The tissues were fixed in 10% formalin, followed by dehydration in ethanol gradients, permeabilized with xylene and paraffin embedded. Sections with 5μm thickness were deparaffinized with xylene, hydrated with ethanol gradient and stained with hematoxylin and eosin (H&E) (MXB Biotechnologies). Immunohistochemical staining for Nestin (1:500; Millipore), Sox2 (1:500; Cell Signaling), Olig2 (1:500; Millipore), PDGFRα (1:100; Santa Cruz), GFAP (1:600; Sigma) and H3K27me3 (1:1000; Millipore) was performed. Endogenous peroxidase inactivation was carried out with 3% H₂O₂, and antigen retrieval was performed using heated sodium citrate treatment. Afterward, primary antibodies were added to each slide at appropriate dilutions, and the sections incubated with polyperoxidase-labeled secondary antibodies for 25 minutes. The final signals were developed using the 3, 3’-diaminobenzidine substrate (DAB) (MXB Biotechnologies).
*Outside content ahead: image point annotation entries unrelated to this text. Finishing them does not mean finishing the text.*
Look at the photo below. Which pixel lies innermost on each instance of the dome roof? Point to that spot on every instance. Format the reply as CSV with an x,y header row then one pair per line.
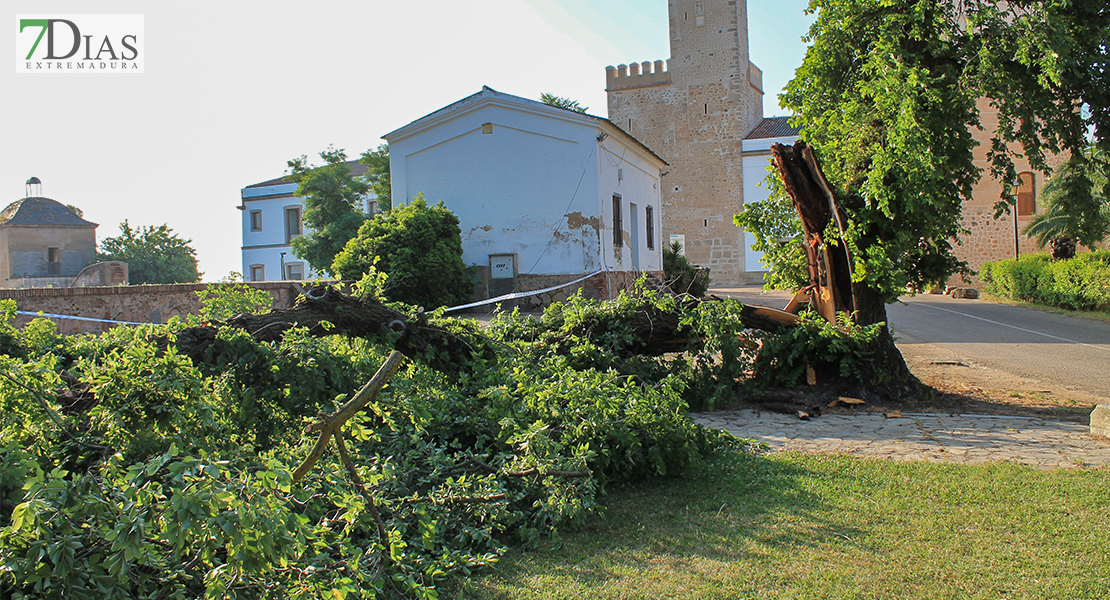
x,y
40,212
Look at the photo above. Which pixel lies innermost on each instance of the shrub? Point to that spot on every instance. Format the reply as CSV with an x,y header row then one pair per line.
x,y
683,277
231,296
420,250
1081,283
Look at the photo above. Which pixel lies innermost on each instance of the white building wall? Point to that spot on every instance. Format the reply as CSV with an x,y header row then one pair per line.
x,y
624,172
757,159
265,246
533,183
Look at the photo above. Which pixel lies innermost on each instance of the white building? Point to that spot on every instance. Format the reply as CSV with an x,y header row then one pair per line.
x,y
544,195
272,217
756,155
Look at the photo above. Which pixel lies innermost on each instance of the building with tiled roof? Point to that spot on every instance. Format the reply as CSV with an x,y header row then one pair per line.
x,y
43,243
272,217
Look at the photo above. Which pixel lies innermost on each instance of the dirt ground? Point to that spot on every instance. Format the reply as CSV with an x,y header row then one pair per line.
x,y
955,387
972,388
The sections were analyzed by optical microscopy after counterstaining with hematoxylin.

Coverslips, coated with PLO/Laminin (3ug/ml), were placed into 24-well plates and seeded with 4 × 10⁴ DIPG cells. After 48 hours, cells were fixed with 4% paraformaldehyde and blocked with 5% BSA, then incubated with primary antibody overnight at 4°C. After that, cells were rinsed with PBS and incubated with fluorescence-labeled secondary antibody (1:2000; Invitrogen) for 45min at room temperature. Meanwhile, cells were counterstained with DAPI. After rinsing with PBS, coverslips were mounted on slides with Fluoromount-G (SouthernBiotech). Images were obtained using a Zeiss microscope. Primary antibodies Ki67 (1:400; Thermo Scientific), Nestin (1:500; Millipore), GFAP (1:600; Sigma), Olig2 (1:500; Millipore) and PDGFRα (1:100; Santa Cruz) were used.
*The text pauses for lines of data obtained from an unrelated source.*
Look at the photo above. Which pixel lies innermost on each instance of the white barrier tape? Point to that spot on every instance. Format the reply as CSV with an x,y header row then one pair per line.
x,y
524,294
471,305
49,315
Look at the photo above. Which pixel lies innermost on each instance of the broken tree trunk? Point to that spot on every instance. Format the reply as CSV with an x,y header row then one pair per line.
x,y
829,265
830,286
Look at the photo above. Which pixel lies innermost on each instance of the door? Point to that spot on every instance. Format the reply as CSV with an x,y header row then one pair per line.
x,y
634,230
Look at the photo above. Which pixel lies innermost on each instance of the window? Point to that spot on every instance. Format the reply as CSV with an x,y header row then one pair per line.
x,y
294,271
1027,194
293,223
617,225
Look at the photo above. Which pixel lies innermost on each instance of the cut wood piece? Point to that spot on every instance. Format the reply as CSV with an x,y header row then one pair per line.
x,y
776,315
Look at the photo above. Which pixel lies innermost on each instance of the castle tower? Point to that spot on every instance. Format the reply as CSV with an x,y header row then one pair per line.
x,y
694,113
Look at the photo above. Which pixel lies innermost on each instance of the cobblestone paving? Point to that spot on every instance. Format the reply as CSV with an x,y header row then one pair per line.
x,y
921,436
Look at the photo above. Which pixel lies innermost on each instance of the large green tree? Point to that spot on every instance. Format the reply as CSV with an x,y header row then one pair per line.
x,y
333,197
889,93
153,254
Brain regions of interest from mice of indicated ages were dissected on ice and homogenized in RIPA buffer (Pierce Biotechnology, MA) with protease and phosphatase inhibitor cocktails (Roche, QC). Homogenate was centrifuged at 9391 × g for 10 min at 4 °C. In all, 10–20 μg of the protein extract was separated by SDS–PAGE, and transferred to polyvinylidene fluoride membranes. After blocking, blots were incubated with primary and corresponding secondary antibodies, and visualized with an enhanced chemiluminescence detection system. Bands were imaged and quantified using a ChemiDOC MP gel imaging system (Bio-Rad, CA). The following primary antibodies were used: PDGFA, Santa Cruz, 1:100; PDGFRα, Santa Cruz, sc-338, 1:200; MBP, Millipore, MAB386, 1:100 (neonatal tissue) or 1:500 (adult tissue); PLP, Santa Cruz, sc-98781, 1:400; actin, Cell Signaling, 4967, 1:10,000. The relative expression levels of a protein were quantified by normalization using actin levels. When quantifying western blot results, full size images without any saturation were used. In addition, images of longer exposure time were taken to ensure that the location of even the weakest band was clear when drawing the region of interest for analysis.